2) Define relay functions for each channel of the timer which call the actual static callback with a pointer to the original object. The method is described here in full detail: https://github.com/TeensyUser/doc/wiki/callbacks

3) Use the TeensyTimerTool instead. This uses a std::function interface so that you don't need any workaround and can use your code without changes. See the TeensyTimerTool WIKI to explain this in more detail: https://github.com/luni64/TeensyTimerTool/wiki/Callbacks.

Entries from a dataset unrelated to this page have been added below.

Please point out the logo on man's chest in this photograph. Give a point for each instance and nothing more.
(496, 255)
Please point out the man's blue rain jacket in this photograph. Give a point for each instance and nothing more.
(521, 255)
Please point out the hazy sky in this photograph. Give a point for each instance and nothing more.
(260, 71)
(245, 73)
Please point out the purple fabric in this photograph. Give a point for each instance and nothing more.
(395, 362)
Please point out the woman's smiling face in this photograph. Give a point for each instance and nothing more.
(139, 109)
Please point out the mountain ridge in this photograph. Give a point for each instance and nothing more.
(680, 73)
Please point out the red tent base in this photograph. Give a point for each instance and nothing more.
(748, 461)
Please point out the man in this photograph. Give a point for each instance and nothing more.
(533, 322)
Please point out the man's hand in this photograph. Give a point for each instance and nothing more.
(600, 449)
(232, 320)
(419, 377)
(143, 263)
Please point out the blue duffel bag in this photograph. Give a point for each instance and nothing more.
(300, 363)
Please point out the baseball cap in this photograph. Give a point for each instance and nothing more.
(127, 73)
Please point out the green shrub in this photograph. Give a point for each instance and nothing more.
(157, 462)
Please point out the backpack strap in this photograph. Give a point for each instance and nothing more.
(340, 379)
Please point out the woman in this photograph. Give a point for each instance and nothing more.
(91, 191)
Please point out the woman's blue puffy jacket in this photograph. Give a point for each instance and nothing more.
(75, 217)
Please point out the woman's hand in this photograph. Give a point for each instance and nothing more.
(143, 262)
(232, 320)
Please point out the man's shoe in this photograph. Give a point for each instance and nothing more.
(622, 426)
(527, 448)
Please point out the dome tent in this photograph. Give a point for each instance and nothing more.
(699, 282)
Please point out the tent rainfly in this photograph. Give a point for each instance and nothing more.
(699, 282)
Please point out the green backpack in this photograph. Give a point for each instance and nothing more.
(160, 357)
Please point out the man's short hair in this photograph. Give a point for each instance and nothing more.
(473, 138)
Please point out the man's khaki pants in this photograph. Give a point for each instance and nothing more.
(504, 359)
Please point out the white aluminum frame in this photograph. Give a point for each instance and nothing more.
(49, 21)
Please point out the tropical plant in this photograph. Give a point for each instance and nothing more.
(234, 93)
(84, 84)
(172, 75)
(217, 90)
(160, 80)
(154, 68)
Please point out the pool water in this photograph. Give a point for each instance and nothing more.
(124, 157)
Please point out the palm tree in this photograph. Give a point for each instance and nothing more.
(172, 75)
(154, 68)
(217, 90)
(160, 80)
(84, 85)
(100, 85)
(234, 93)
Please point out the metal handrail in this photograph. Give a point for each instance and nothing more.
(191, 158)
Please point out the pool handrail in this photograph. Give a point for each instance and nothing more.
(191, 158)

4) If you prefer the IntervalTimer, you can have a look here: https://github.com/luni64/TeensyHelpers#intervaltimerex This subclasses the Intervaltimer so that it also accepts std::function arguments and you can use your code without changes. It also explains how to embed a timer intto a class, i.e. exactly what you want to do: https://github.com/luni64/TeensyHelpers#intervaltimerex

Hope that helps

 

[shawn]

That's because, in the simplest way of looking at it, you can't pass an instance function as a regular function pointer. @luni wrote an adapter that can address this by allowing you to use a `std::function`: see `IntervalTimerEx` in https://github.com/luni64/TeensyHelpers.

Some useful references:
* https://stackoverflow.com/questions/8865766/get-a-pointer-to-objects-member-function
* http://www.parashift.com/c++-faq-lite/pointers-to-members.html
* https://stackoverflow.com/questions/130322/how-do-you-pass-a-member-function-pointer
(The last two links are from the first.)

Edit: Ah, @luni just beat me to it.

 

[SomeoneFromGermany]

First of all thanks for your help.

Second using the TeensyTimerTool is probably the best solution.
But using PumpTimeout.begin in the constructor and just calling start in the run method causes my teensy 4.1 to lock up on Upload with 7 Blinks from the Bootloader.
So for some reason just the upload causes the Teensy to freeze?
Meaning of the blinks found here: https://www.pjrc.com/store/ic_mkl02_t4.html

PumpClass(unsigned short ID, unsigned short Pin) {
      _ID = ID;
      _Pin = Pin;
      PumpTimeout.begin([this] { this->pumpOffWithTimer(); }, 1000, false);
    }

Edit:
And is it on purpose that if I use 1 * 1000000 period the pump runs for 2400 ms?
i got 1000ms by using 1 * (250000 / 6)

Edit 1:
Probably not the upload but the bootprocess

 

[luni]

Edit: Ah, @luni just beat me to it.

Yes, but formulated it nicer

 

[luni]

But using PumpTimeout.begin in the constructor and just calling start in the run method causes my teensy 4.1 to lock up on Upload with 7 Blinks from the Bootloader.
So for some reason just the upload causes the Teensy to freeze?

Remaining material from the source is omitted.